Ted Ruddle, photographed in September 2005

(Photo: Phil Vabre/CAHS Collection)



Ted Ruddle
started a life-time career in Radio in 1958 as a Royal Australian Air Force Radio Apprentice. After training, his first operational posting was to Townsville working on Crash Boats, the HF transmitting station and Air Traffic Control (ATC) systems.

In the early sixties Ted did a Darwin tour, working on the Early Warning Radar. After this came a course on Precision Approach Radar (GCA) at USAF Keesler, School of Radio, Biloxi Mississippi. On completion, Ted spent the next decade at RAAF Williamtown on ATC, PAR and navigation systems.

The time came in Ted's career to spend a period at HQ Support Command. Part of this job was two years at the Raytheon factory in Boston for the procurement of a new PAR. On return, Ted helped with maintenance planning and installation of the systems.

After 23 years of Air Force service it was time for a change. In 1981 Ted Ruddle sat and passed the Public Service Board eligibility exams and became a Radio Technical Officer.

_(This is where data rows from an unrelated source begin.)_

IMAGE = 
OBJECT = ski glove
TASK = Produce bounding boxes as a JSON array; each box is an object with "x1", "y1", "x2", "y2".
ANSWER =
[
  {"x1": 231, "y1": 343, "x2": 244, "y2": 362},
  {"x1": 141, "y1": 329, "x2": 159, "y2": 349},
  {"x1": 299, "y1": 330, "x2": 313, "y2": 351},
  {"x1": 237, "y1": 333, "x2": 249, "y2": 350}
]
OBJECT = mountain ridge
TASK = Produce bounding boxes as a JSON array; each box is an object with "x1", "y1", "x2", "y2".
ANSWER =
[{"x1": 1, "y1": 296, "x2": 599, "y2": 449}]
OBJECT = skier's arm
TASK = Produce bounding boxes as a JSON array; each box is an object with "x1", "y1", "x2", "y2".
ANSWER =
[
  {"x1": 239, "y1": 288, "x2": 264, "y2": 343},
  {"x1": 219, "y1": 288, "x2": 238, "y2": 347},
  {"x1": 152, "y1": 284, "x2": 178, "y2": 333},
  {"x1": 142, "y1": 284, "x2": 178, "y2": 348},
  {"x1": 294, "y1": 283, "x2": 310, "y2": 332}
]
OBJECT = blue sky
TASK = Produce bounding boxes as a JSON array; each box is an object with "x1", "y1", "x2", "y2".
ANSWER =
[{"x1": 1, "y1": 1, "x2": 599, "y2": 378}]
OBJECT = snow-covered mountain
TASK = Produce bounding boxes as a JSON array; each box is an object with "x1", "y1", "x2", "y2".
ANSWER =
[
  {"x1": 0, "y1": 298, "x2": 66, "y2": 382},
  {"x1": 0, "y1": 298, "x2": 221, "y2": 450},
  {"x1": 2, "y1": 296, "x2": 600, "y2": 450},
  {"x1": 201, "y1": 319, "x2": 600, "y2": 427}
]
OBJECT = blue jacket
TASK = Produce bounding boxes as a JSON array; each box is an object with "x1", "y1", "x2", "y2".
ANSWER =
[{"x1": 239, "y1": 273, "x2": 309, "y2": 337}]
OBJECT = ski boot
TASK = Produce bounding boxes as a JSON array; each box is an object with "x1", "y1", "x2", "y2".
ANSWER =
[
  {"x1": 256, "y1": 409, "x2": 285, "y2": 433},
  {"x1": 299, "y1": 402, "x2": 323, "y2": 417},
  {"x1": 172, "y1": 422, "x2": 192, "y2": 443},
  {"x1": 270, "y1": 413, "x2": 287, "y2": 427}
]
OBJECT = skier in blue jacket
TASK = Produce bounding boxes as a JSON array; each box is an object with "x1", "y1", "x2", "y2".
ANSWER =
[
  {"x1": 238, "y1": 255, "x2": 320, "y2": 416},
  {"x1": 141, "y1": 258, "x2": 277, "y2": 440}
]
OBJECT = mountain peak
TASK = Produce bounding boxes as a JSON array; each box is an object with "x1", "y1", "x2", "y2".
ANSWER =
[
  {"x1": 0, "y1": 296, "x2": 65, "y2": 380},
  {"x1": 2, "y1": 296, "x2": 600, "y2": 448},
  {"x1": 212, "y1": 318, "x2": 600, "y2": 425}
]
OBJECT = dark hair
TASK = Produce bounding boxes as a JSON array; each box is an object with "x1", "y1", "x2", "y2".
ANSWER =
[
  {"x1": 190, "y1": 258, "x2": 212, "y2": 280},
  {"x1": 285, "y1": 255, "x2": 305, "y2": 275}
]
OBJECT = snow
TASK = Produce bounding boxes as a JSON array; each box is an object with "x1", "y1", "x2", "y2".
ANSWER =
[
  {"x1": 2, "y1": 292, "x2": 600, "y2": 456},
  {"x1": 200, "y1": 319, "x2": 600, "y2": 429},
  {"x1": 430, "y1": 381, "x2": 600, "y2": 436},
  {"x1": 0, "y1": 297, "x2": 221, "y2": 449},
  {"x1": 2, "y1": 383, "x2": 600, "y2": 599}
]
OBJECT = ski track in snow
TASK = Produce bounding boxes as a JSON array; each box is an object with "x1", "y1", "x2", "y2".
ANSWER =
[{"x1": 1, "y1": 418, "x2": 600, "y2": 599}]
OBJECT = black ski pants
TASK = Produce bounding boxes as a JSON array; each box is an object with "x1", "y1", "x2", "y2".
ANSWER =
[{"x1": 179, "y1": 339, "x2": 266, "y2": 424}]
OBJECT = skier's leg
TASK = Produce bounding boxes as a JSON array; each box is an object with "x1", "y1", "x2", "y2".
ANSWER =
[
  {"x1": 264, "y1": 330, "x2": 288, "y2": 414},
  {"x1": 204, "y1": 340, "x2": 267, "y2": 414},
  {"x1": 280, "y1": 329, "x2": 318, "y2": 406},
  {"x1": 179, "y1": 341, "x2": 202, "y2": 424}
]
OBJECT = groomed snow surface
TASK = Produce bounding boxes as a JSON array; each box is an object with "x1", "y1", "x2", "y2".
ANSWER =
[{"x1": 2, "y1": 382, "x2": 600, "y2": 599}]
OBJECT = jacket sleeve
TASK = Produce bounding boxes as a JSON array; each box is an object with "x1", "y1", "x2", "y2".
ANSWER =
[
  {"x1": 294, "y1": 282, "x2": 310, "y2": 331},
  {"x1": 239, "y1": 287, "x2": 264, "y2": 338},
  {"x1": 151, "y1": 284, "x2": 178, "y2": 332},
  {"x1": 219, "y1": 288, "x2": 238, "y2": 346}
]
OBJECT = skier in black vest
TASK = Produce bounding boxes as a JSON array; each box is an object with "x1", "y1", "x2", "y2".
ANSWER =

Ted's first Australian Public Service (APS) appointment was with the Department of Quality Assurance - Air Force (DQA-AF) at the Government Aircraft Factory, Fisherman's Bend, for a few months. An opportunity then presented itself with the Department of Transport (DOT) as a Radio Technical Officer. From mid-1981 Ted spent time at the ATC Central Training College, Henty House, and working on the Melbourne radar. This association was to last until the end of 1985.

For the period 1986-1987 Ted transferred to Telecom, working in Material Inspections.

In 1988 Ted started nine years at James Cook University's Electrical and Computer Engineering Department, starting out as a Technician and finishing as the Workshop Manager. This period was a very satisfying and challenging period, Ted being deeply involved in support of research and experiments in satellite systems.

Finally, after 38 years in electronics at 55 years and 1 day old, Ted surrendered to voluntary redundancy.

Having moved back to Melbourne, in 2005 Ted discovered the Airways Museum and quickly became a regular volunteer, working mainly on the Museum's old radio and electronic equipment.